Anyone ever heard of:

…Holly Tree Park?

Yes, there is one , and in fact apparently several of these, nationwide .  The specific one to which I refer is located in Perryville, MD on the east side of the north/south B&O Railroad single-track line between Baltimore and Washington, more or less adjacent to Amtrak’s Northeast Corridor, just without any passenger trains (those are on the Corridor.)  The location of the Park is called Jackson Station.    Wifey and I were on the road recently and stopped by to see it.  She had seen it previously from a special excursion train back in the early 2000’s  (which I was unable to attend 😦     But it was time to get back on site.  Unfortunately it had to be by car this time.

Holly Tree Park, Perryville, MD

“Once upon a time” (sounds like a story, doesn’t it), there was a great triumvirate of Tannenbaum, which included Cecil County, Maryland. When Americans in the 1940s thought of symbolic Christmas trees they were contemplating the White House Christmas Tree, as well as the Radio City Christmas Tree, which took center stage over Rockefeller Center in New York City.   But what of that third great Christmas tradition of the Greatest Generation?  The Traveler’s Christmas Tree became a national celebrity in its own “right here in Cecil County.”  The Travelers’ Christmas Tree wasn’t your typical evergreen, but a Holly Tree located between Perryville and Charlestown just off Route 40. Known as “The Holly Tree by the Tracks” to locals in an earlier day, it was one of the largest and finest holly trees in the eastern United States at more than 60-feet tall.

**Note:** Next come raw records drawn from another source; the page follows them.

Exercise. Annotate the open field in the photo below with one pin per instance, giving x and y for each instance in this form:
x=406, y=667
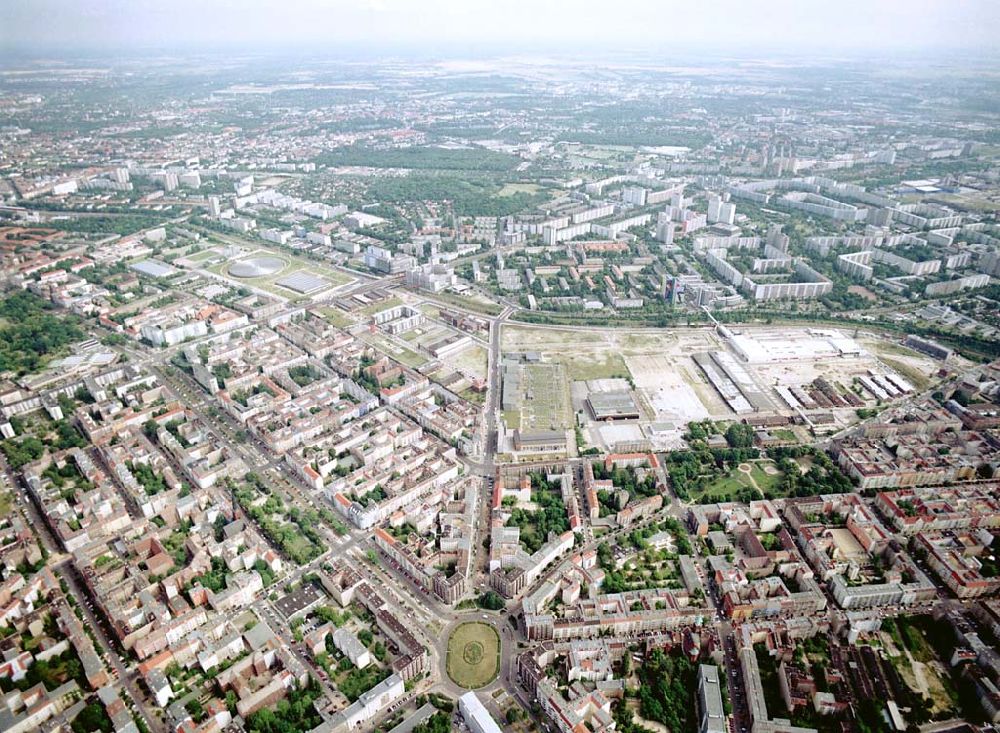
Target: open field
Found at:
x=656, y=361
x=476, y=303
x=370, y=310
x=337, y=317
x=544, y=405
x=510, y=189
x=473, y=655
x=292, y=265
x=387, y=346
x=471, y=361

In 1930, the Baltimore & Ohio, or B&O, Railroad purchased the land where the ancient holly had grown naturally, from the A.B. Sentman family. The B&O crews had long admired the glorious tree, and pointed it out to the thousands of passengers as they passed by the site. It was under the suggestion of a senior vice president of the B&O Railroad who also lived in Cecil County, George M. Shriver, that the land and tree were purchased. Shriver was a conservationist who sought to protect the tree so close to the tracks and with trackmen working in the area, Shriver ensured the tree and land were carefully tended.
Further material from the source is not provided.